ARPA dollars could hire more police, build substations
It will take 500 Navajo Nation police officers to sufficiently patrol the entirety of the Navajo Nation, according to an assessment done by Strategy Matter and Public Safety Leadership.
This assessment comprises a comprehensive review of current conditions within the Navajo Police Department including staffing levels, equipment, infrastructure, and training.
Taking 18 months to develop the 120-page document, the consulting team designed a process to include interviews, focus groups, surveys, sector research and more.
Currently there are 239 commissioned law enforcement officers, including 199 patrol officers, and 88 non-commissioned personnel. But with the expansive size of the Navajo Nation, there need to be more officers, the report states, and this starts with recruitment.
Recruitment is a major area of opportunity, according to the document. The NPD should attract and retain the best and most committed young people in the Nation. To reach this goal will require an integrated approach, stated the report.
While some factions in the country are calling for police reform, defunding or abolishment in the wake of a series of shootings of unarmed Black people, this sentiment is not prevalent on the Navajo Nation, states the report.

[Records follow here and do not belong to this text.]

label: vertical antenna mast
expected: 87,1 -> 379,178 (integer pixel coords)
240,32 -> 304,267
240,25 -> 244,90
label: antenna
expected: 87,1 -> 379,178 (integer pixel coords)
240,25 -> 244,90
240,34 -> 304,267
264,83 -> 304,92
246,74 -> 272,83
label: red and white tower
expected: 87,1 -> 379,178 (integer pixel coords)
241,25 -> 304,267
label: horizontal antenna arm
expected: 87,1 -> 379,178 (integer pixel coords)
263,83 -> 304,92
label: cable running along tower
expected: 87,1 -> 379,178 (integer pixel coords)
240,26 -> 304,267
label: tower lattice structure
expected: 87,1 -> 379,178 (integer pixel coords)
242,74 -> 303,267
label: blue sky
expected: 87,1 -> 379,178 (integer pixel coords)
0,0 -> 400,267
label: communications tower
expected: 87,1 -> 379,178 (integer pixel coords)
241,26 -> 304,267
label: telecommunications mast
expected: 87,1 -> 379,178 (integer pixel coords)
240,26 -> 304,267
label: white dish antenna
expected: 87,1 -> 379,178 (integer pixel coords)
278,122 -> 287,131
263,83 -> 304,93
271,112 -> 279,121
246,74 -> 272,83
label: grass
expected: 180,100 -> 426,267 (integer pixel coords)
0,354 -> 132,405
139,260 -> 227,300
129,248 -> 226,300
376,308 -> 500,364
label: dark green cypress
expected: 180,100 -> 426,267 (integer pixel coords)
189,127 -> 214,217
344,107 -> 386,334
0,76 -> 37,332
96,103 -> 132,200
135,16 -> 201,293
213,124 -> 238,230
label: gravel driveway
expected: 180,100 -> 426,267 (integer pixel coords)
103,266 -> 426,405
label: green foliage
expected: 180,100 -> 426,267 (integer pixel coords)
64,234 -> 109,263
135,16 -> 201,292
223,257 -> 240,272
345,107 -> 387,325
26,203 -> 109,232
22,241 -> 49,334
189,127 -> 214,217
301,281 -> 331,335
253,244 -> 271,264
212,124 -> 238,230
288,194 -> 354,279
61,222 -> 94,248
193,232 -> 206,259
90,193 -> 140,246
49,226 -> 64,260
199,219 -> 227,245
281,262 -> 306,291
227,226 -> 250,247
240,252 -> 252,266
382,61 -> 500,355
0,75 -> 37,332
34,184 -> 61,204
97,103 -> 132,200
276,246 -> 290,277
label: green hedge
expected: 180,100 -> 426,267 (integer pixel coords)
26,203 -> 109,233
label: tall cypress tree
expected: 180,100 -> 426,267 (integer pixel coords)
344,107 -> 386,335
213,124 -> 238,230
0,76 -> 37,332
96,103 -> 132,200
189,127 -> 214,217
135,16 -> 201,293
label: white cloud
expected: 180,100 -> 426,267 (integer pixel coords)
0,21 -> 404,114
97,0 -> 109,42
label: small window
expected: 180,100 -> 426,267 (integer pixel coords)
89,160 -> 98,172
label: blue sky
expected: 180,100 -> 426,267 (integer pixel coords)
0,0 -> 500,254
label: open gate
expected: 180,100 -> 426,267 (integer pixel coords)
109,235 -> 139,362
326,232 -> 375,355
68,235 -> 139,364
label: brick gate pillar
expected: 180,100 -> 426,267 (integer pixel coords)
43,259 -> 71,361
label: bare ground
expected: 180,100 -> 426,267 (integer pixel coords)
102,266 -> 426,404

“In the words of one resident of the Nation, ‘We don’t feel that way about our police because they are our brothers and sisters, our cousins, and our aunts and uncles. They look like us, they think like us, and they live with us.’ This is a strength totally unique to the NPD and one to be leveraged in the development of a more reliable, responsive, and trusted department,” states in the assessment.
During Monday’s Naabik’iyat’i Committee American Relief Fund work session lawmakers discussed what they believe should be done to enhance the Navajo police department. Since this assessment is still only a draft, and not quite finished, lawmakers haven’t seen the results, but when it comes to who should be policing on Navajo some delegates expressed that they and some constituents would rather have state, county or federal officers than a tribal police force.
“You’ve got the Apache County and Navajo County,” said Delegate Kee Allen Begay when discussing a substation at Tachee/Blue Gap he wants built that will accommodate outside police forces as well. “What the community is asking is how can we accommodate other law enforcement to this area? That’s the main purpose of law enforcement, to get assistance from other enforcement.”
Delegate Nathaniel Brown said it’s getting more violent on Navajo, and he had to buy bear spray for his aunts and sisters. He also told them to buy a gun. He floated the idea of having other law enforcement come onto Navajo to do “sweeps,” and passing stricter criminal laws.
Although no American Rescue Place funds have been received by Navajo as of yet, and it’s not known exactly how much the Department of Public Safety will get, one area of conversation was building substations.
In the past, Navajo Police administrators have vehemently gone against this idea because they don’t have enough personnel to man substations. Not to mention, the Shiprock and Window Rock police departments have been ignored to the point that they’re unusable, leaving NNPD to set up shop at an old Shiprock post office. Soon the former Census office will be the home of the department’s Window Rock headquarters.
There are also shovel-ready substation projects in other parts of the Navajo Nation that have not been built, due to lack of dollars.
“I think this is a great plan using the American Rescue Plan or proposed monies coming down to the Navajo Nation,” said Public Safety Director Jesse Delmar.
Listed in the assessment are the weaknesses of the Navajo Police Department. Aside from having dangerously low staffing, facilities such as the Window Rock Headquarters are considered to be in a serious state of disrepair.
Other hindrances listed are challenges with recruitment: money, interest, training, disqualifications, available housing, community perceptions among youth; limitations in data collection and management systems and practices; and an administrative bottleneck in the Navajo Nation government.
Years of underinvestment in the NPD created shortfalls in organization developments and tactics that the current NPD leadership inherited, according to the report, which adds that the effects of a lack of leadership for nearly a decade, with rotating acting chiefs from 2008-2016, is still felt.
The assessment also stated the relationship between NPD and Council is an important area for improved internal communication and shared missions. The relationships are works in progress that demand constant attention from both parties.
Accountability should flow both ways, open dialogue should enhance public safety, and working together should create a foundation of trust, the study advises. If this could actually be possible then more police administrative functions can transfer from Council to police.
“We are in a race with our population,” said Delegate Eugene Tso. “The more not parenting, the more dollars to fight with … as long as we don’t have parenting we will keep on fighting with monies to get more to get more police, more police departments.
Of course the Navajo Police Department isn’t the only entity within the Department of Public Safety in need of funds.
Recently the Department of Corrections closed its facility in Shiprock, and criminal Investigators are currently looking to legislation to pass in order to get $1.2 million from the Unreserved, Undesignated Fund Balance.